My family was, by and large, supportive. My aunt Annie took me to a local bookstore to shop for vegan cookbooks and to read up on vegan nutrition. If my parents were cooking pasta with chicken for dinner, I’d just have my dad make me a serving without the chicken. If we were having tacos, I’d just have mine with beans, veggies, and salsa. Did I like beans as much as I liked ground beef and cheese? No. But it wasn’t bad, I still got to eat with my family, and I felt good about my choices. And by the time I got to college, most grocery stores had begun stocking various plant-based meat and dairy replacements.

Even my friends were supportive. I still attended Meat Fest, and a double veggie burger and fries became my new usual. When we’d have barbecues over the summer, I’d bring along a box of Boca Burgers, and it was like nothing had changed at all. Sure, people cracked jokes about it, but they were my friends. I didn’t object to what they ate and they didn’t object to what I ate. We all just made our own choices, and no matter what anybody said, I felt good about mine.

Looking back on it now, it’s amazing how little changed when I became vegan. It seems inconceivable that going from a meat eater one day to a vegan the next wouldn’t require a huge shift in a person’s life, but it certainly didn’t in mine. There was one major thing that changed, but it was a change I didn’t expect.

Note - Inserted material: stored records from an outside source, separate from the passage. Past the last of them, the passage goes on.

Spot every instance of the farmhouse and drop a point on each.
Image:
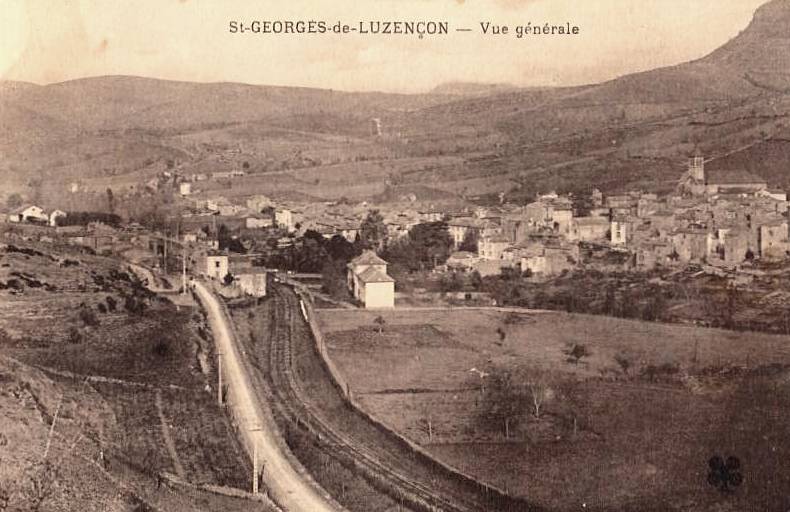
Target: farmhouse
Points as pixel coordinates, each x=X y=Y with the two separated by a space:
x=492 y=248
x=252 y=281
x=30 y=213
x=369 y=282
x=586 y=229
x=216 y=266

It never occurred to me that adopting a vegan diet would cause me to lose fifty pounds in two years, but that’s what happened. I lost the first twenty or so pounds before I left for college. People were beginning to notice that I was slimming down, but I didn’t notice a huge difference that first year until my mom took me shopping the summer before I left for my freshman year of college: I hadn’t worn a size medium shirt or a pair of pants with a 34-inch waist since I started high school.

The rest of the weight came off my freshman year, and that’s when the difference really became apparent. Gradually, over the course of that year, my body completely changed. My face looked slimmer, my waist leveled off at a size 32, and I even lost what my mother had always affectionately referred to as the “baby fat” on my hands.

Since the weight came off so slowly, it wasn’t until I went home for Christmas that year that I fully understood the extent of the changes. My friends and family couldn’t believe their eyes, and my grandmother found it rather unacceptable that I had yet to replace my new baggy clothes.

I didn’t get substantially more exercise or eat any less than I ate before: I just ate differently. I’m virtually the same weight today as I was in my sophomore year of college, when for the first time in my life I finally felt good about my body, because I’d made changes in my diet that made me feel good about myself.